Tomas J. Philipson is a professor in the Irving B. Harris Graduate School of Public Policy Studies and a faculty member in the Department of Economics and the Law School at the University of Chicago. He joined the University in 1990. He was a visiting faculty member at Yale University during the 1994–1995 academic year. His research expertise and teaching is in health economics, and he is a member of the university-wide Council on Research. Mr. Philipson is affiliated with a number of professional organizations, including the National Bureau of Economic Research, the George J. Stigler Center for the Study of the Economy and the State, the Robert Wood Johnson Clinical Scholars Program, the Northwestern/University of Chicago Joint Center for Poverty Research, and the National Opinion Research Center. Mr. Philipson is the recipient of numerous international and national awards and fellowships, including those from the International Health Economics Association, the National Institutes of Health, the National Science Foundation, the Alfred P. Sloan Foundation, and the John M. Olin Foundation. Mr.

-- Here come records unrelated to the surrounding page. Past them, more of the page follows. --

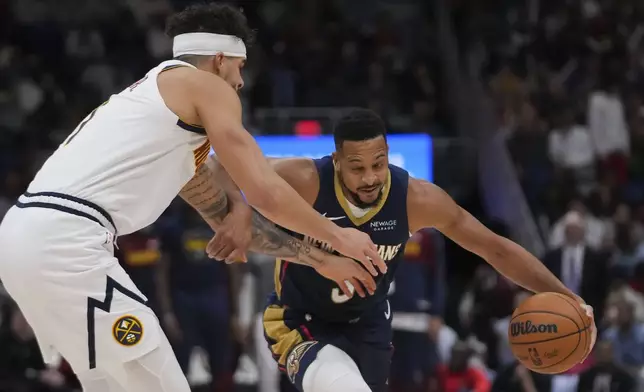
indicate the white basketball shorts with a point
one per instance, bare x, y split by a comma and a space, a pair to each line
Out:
57, 263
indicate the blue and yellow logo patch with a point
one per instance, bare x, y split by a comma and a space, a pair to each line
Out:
128, 331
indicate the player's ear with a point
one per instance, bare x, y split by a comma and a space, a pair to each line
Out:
218, 62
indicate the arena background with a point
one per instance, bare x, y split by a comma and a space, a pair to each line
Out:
529, 113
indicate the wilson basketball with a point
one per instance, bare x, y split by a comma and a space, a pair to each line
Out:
549, 333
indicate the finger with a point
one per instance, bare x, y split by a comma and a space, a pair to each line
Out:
366, 262
225, 252
237, 256
345, 289
358, 287
214, 247
377, 260
367, 281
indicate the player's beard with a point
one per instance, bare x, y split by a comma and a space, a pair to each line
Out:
355, 197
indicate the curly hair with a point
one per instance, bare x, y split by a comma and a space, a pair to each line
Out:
211, 18
358, 125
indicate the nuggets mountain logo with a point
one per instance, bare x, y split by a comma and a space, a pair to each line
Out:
127, 331
527, 328
294, 358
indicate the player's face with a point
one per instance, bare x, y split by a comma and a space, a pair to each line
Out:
230, 69
363, 168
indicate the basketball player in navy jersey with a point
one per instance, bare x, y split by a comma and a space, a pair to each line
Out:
324, 339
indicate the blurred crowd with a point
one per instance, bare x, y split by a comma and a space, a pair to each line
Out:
566, 79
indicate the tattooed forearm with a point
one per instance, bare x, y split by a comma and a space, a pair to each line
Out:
270, 240
204, 194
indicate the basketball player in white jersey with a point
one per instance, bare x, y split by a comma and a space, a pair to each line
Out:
116, 173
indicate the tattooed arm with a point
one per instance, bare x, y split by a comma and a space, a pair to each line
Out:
205, 195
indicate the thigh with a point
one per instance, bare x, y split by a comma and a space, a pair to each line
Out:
374, 363
372, 346
157, 370
73, 291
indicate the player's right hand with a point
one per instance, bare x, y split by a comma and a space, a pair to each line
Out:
345, 272
358, 245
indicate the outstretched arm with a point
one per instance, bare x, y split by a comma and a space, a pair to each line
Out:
430, 206
204, 193
219, 110
198, 97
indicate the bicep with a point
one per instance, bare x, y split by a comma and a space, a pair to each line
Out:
300, 173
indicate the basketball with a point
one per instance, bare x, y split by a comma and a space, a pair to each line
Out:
549, 333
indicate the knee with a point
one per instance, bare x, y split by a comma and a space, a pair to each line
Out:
333, 370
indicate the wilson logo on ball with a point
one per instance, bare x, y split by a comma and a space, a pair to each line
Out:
527, 328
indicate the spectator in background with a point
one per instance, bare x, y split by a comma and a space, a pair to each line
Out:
605, 375
490, 297
198, 297
595, 230
626, 336
571, 150
528, 147
417, 299
627, 236
608, 128
458, 375
579, 267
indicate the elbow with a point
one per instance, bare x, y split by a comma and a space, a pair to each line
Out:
263, 198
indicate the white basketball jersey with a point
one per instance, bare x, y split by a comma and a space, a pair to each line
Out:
131, 155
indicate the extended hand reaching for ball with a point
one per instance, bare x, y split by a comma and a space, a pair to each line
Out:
591, 325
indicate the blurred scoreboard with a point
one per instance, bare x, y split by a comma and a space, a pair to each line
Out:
412, 152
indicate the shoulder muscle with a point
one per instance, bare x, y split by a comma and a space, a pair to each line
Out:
430, 206
301, 174
186, 90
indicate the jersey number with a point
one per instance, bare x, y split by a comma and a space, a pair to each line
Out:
82, 125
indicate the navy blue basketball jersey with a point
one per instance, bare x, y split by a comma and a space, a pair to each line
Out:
301, 287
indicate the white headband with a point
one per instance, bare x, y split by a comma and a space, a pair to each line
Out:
208, 44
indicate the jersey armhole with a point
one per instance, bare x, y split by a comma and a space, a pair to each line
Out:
198, 129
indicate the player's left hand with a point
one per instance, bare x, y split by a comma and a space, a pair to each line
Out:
233, 236
348, 275
591, 325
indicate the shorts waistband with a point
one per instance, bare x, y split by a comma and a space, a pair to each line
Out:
68, 204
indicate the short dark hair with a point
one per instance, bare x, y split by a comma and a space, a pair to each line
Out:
358, 125
213, 18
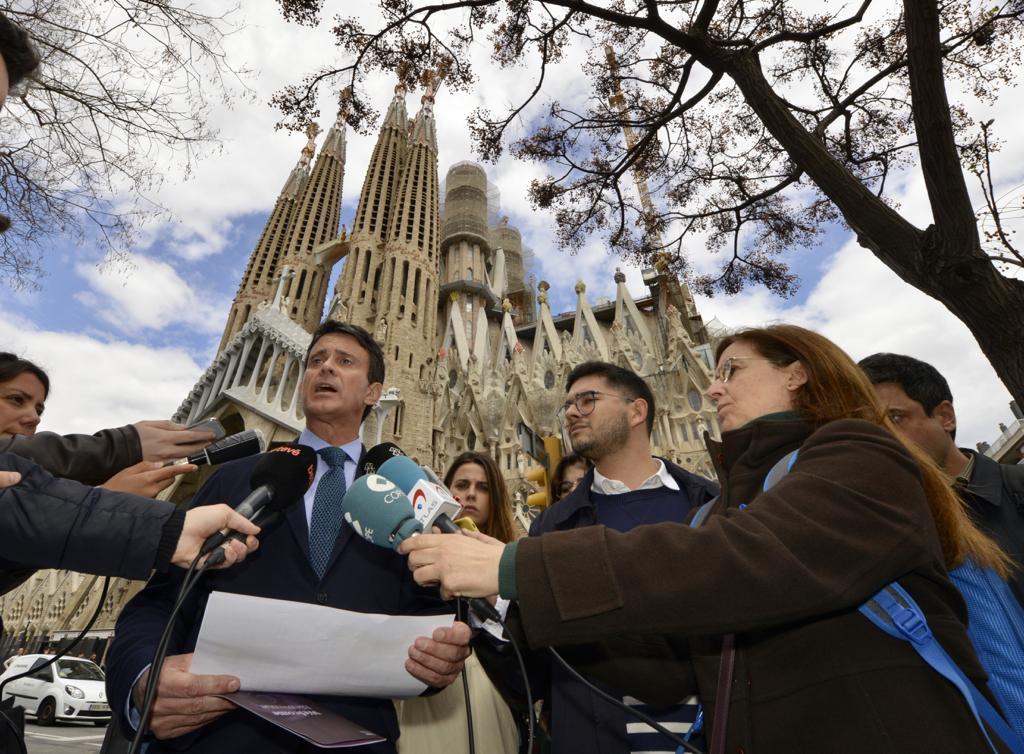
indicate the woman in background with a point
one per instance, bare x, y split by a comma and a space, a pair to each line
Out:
437, 724
567, 473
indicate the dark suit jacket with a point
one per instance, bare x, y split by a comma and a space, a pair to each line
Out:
995, 494
360, 577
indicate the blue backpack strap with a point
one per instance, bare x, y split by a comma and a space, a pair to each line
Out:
780, 469
701, 515
894, 611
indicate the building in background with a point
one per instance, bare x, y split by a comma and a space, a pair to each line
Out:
475, 359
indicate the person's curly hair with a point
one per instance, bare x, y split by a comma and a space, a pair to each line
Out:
17, 51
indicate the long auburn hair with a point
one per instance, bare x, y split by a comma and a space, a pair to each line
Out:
837, 388
499, 524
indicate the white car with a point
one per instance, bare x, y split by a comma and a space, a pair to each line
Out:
71, 688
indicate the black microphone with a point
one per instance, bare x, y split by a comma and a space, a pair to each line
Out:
378, 455
430, 503
243, 445
280, 479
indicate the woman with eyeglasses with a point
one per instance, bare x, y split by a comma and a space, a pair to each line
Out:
765, 594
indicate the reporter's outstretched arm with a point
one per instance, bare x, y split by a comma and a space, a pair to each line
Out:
166, 441
90, 459
137, 631
146, 478
47, 521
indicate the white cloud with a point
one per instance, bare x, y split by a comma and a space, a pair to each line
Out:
864, 307
857, 302
97, 383
148, 295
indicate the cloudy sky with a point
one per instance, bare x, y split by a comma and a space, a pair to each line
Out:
128, 342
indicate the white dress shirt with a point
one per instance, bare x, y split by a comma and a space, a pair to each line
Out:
353, 449
603, 486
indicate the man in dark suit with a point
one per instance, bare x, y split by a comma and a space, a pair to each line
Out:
311, 556
921, 404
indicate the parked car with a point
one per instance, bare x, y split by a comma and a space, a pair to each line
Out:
71, 688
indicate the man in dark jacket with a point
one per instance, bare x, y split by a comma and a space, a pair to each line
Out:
921, 404
609, 415
310, 556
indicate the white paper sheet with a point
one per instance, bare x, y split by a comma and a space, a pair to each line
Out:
295, 647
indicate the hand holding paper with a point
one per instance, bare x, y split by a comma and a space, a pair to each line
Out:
295, 647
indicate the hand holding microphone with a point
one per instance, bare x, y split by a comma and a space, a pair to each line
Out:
242, 445
280, 479
380, 511
208, 519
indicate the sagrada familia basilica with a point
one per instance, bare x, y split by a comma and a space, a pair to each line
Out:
475, 358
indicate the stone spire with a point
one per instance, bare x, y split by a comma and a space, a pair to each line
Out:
257, 282
358, 286
316, 218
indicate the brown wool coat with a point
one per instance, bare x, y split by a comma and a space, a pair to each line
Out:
786, 576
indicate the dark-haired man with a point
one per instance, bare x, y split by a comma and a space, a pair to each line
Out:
18, 59
920, 403
608, 415
311, 556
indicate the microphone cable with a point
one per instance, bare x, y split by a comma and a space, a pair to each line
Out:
18, 736
461, 611
530, 715
192, 578
675, 738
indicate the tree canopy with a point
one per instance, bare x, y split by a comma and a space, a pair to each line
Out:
755, 124
120, 81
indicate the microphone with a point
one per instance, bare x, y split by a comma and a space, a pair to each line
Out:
432, 506
280, 479
378, 455
430, 500
379, 511
245, 444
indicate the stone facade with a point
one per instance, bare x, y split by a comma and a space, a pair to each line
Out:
475, 359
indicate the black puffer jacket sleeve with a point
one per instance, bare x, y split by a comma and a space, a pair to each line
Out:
47, 521
90, 459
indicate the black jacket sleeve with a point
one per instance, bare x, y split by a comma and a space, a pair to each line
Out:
47, 521
90, 459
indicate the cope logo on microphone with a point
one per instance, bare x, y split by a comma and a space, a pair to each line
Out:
379, 484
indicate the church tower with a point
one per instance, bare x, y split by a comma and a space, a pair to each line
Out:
356, 294
316, 217
469, 275
258, 283
389, 285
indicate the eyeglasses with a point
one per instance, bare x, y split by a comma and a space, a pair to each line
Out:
725, 370
586, 401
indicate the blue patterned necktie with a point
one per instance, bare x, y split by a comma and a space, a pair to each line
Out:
326, 518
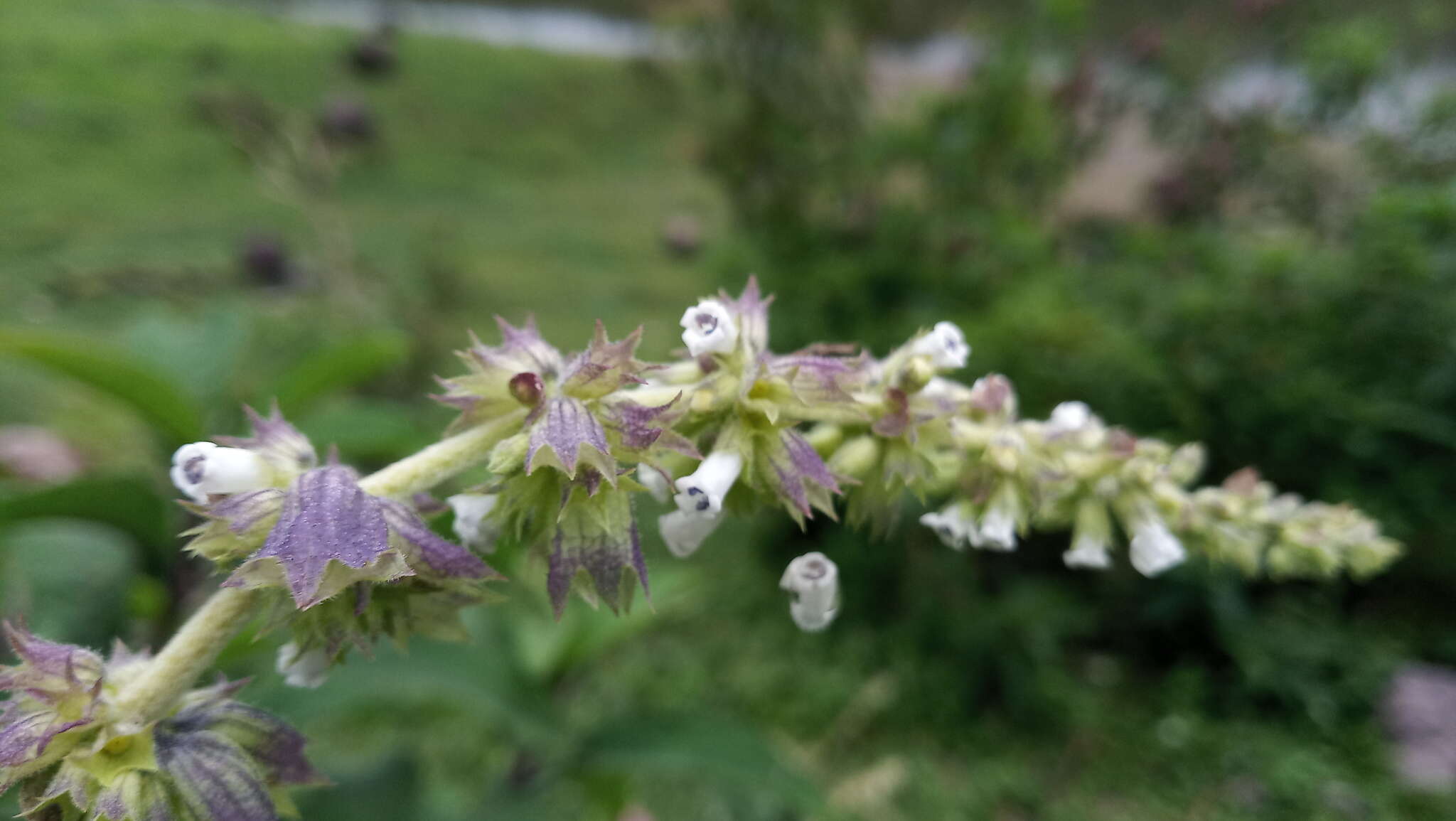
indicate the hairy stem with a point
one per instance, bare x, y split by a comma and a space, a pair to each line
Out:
191, 651
194, 648
440, 461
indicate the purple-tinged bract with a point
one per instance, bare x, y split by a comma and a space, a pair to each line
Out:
329, 535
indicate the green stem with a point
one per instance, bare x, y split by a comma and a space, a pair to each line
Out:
440, 461
196, 645
191, 651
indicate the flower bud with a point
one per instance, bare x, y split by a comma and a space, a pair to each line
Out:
708, 328
528, 389
654, 482
813, 580
1155, 549
704, 490
304, 668
204, 468
946, 345
471, 525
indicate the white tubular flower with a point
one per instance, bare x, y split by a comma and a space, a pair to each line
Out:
1091, 537
814, 583
708, 328
704, 490
304, 668
1155, 549
1072, 417
1088, 554
946, 345
1001, 520
997, 530
471, 526
953, 526
654, 482
204, 468
685, 530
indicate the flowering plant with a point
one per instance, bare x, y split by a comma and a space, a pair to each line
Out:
571, 446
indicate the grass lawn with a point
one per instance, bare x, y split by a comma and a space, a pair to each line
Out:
540, 181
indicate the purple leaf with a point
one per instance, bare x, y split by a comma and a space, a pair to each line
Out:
797, 475
439, 555
641, 426
242, 511
213, 776
43, 660
326, 519
265, 739
896, 422
520, 350
819, 379
565, 434
604, 543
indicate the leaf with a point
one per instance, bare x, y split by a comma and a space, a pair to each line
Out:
126, 503
702, 750
338, 367
98, 364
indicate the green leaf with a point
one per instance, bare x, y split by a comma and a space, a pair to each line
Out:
98, 364
126, 503
368, 430
68, 576
338, 367
701, 750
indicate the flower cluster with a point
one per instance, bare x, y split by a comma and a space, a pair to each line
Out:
347, 565
76, 753
569, 446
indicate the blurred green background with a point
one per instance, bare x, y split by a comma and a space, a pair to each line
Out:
1231, 222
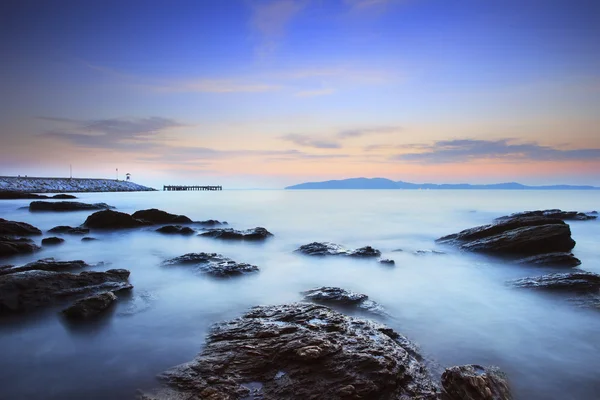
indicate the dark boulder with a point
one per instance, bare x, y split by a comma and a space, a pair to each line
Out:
343, 299
552, 260
14, 195
516, 236
91, 306
558, 214
17, 228
301, 351
25, 291
321, 249
51, 241
60, 206
176, 230
109, 219
474, 382
46, 264
70, 230
254, 234
156, 216
576, 282
10, 246
213, 264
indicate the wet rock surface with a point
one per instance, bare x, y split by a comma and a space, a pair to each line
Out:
576, 282
301, 351
11, 246
17, 228
60, 206
70, 230
552, 260
558, 214
46, 264
516, 236
109, 219
91, 306
322, 249
156, 216
28, 290
254, 234
176, 230
213, 264
343, 299
474, 382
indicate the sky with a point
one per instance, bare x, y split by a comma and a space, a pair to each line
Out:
265, 94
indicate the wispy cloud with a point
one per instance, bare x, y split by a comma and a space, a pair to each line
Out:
465, 150
270, 19
308, 141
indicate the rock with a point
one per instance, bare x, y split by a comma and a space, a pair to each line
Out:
331, 249
474, 382
50, 241
60, 206
90, 306
232, 234
516, 236
577, 282
213, 264
10, 246
344, 299
176, 229
109, 219
17, 228
25, 291
552, 260
70, 230
558, 214
156, 216
13, 195
301, 351
46, 264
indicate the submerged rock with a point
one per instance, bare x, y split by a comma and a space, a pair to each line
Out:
27, 290
331, 249
301, 351
50, 241
578, 282
516, 236
176, 229
344, 299
70, 230
213, 264
232, 234
66, 206
90, 306
109, 219
10, 246
474, 382
46, 264
157, 216
17, 228
558, 214
552, 260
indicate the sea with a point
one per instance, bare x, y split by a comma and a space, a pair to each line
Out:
457, 307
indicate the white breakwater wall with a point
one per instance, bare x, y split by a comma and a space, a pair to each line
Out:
61, 185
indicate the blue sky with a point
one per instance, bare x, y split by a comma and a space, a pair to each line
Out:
270, 93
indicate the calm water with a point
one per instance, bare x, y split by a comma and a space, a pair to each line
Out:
455, 306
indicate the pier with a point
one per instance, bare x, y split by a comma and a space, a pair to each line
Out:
178, 187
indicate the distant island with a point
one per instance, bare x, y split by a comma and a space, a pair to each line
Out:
382, 183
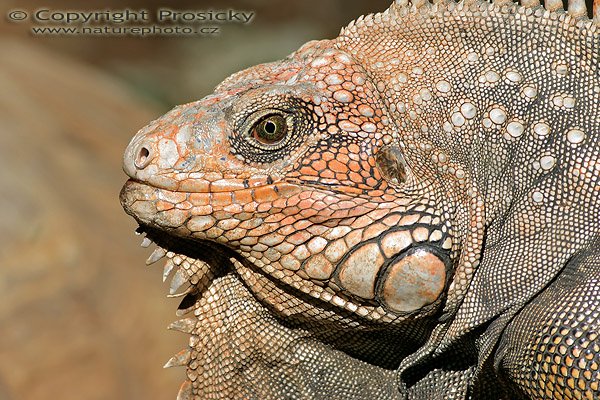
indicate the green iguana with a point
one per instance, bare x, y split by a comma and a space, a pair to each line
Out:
407, 211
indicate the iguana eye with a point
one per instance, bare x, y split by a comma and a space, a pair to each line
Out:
270, 129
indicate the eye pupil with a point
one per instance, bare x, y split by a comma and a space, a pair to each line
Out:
270, 127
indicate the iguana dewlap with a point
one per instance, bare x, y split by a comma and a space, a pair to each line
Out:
410, 210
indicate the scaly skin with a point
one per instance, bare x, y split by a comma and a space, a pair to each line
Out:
409, 210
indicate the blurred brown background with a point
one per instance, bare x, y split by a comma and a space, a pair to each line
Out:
80, 318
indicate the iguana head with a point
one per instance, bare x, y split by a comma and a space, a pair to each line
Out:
296, 168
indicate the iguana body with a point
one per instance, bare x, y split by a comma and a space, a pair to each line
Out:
409, 210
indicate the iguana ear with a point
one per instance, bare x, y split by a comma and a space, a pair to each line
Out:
391, 164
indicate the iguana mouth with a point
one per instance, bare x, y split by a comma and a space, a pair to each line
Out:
191, 264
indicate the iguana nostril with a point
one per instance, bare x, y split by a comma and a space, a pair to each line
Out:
142, 158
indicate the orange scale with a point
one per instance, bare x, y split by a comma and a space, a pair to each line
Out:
301, 224
355, 177
337, 166
265, 193
221, 199
327, 174
162, 205
308, 171
290, 210
309, 212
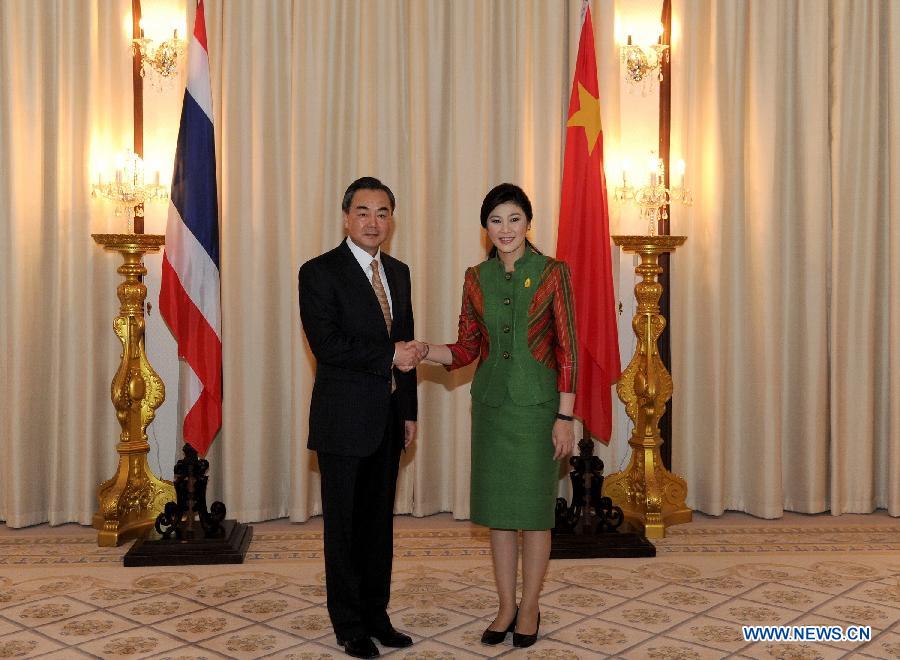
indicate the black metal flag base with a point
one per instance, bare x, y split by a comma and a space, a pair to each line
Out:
590, 527
156, 550
185, 532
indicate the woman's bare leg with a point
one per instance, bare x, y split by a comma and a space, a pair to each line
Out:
505, 555
535, 559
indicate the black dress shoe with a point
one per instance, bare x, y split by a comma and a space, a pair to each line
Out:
524, 641
359, 647
392, 638
494, 637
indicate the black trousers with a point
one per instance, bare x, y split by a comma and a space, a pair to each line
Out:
358, 511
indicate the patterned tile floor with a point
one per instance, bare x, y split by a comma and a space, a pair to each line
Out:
63, 597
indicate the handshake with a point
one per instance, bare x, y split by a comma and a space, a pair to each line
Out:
408, 354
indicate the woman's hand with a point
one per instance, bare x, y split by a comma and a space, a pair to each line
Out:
563, 439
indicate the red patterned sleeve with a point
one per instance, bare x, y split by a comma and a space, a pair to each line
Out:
564, 318
468, 341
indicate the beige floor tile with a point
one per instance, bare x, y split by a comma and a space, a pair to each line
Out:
667, 648
468, 639
818, 619
852, 611
39, 612
188, 652
312, 590
429, 650
156, 608
886, 645
68, 654
427, 622
882, 592
86, 627
310, 623
791, 651
108, 595
646, 616
231, 584
201, 625
265, 606
727, 585
26, 644
309, 651
608, 638
789, 597
257, 641
748, 612
621, 579
709, 632
474, 601
684, 598
135, 644
581, 601
7, 627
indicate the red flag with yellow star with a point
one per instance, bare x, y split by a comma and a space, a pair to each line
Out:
584, 244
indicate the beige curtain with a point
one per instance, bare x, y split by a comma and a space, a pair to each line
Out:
785, 341
441, 100
65, 76
783, 359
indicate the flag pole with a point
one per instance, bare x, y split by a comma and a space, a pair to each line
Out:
589, 526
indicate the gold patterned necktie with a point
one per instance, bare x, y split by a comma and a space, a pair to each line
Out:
381, 295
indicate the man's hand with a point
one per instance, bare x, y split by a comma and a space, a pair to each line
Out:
409, 433
408, 354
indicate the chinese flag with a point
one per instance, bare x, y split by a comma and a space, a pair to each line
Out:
584, 244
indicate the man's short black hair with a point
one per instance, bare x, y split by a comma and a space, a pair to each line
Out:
505, 192
366, 183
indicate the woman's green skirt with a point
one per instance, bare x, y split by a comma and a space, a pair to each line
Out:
514, 476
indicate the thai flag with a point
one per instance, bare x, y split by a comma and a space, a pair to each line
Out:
189, 294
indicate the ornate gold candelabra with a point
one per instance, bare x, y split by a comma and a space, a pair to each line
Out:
131, 500
650, 496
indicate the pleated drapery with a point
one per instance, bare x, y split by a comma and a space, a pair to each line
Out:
784, 336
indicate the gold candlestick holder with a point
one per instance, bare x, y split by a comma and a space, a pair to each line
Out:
651, 497
130, 501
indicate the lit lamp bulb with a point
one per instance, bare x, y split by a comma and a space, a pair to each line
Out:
679, 173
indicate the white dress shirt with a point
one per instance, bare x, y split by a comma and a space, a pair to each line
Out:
365, 262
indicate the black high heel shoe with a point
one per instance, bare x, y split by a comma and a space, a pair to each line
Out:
524, 641
494, 637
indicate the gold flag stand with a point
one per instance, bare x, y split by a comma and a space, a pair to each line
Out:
130, 501
651, 497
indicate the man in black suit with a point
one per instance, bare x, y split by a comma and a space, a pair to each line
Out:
356, 311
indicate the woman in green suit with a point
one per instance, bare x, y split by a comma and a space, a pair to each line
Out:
518, 318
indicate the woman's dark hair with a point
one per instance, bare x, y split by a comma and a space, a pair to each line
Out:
506, 192
366, 183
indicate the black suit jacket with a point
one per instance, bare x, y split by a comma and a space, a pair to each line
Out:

Philipson has been a consultant to numerous public and private organizations in the United States and abroad.

Sally Satel, M.D., is a practicing psychiatrist, a lecturer at Yale University School of Medicine, and a resident scholar at AEI where she researches domestic drug policy, mental health policy, and political trends in medicine. Her articles have been published in The New Republic, the Wall Street Journal, the New York Times, and other publications. The author of PC, M.D., she currently works as a staff psychiatrist at the Oasis Drug Treatment Clinic.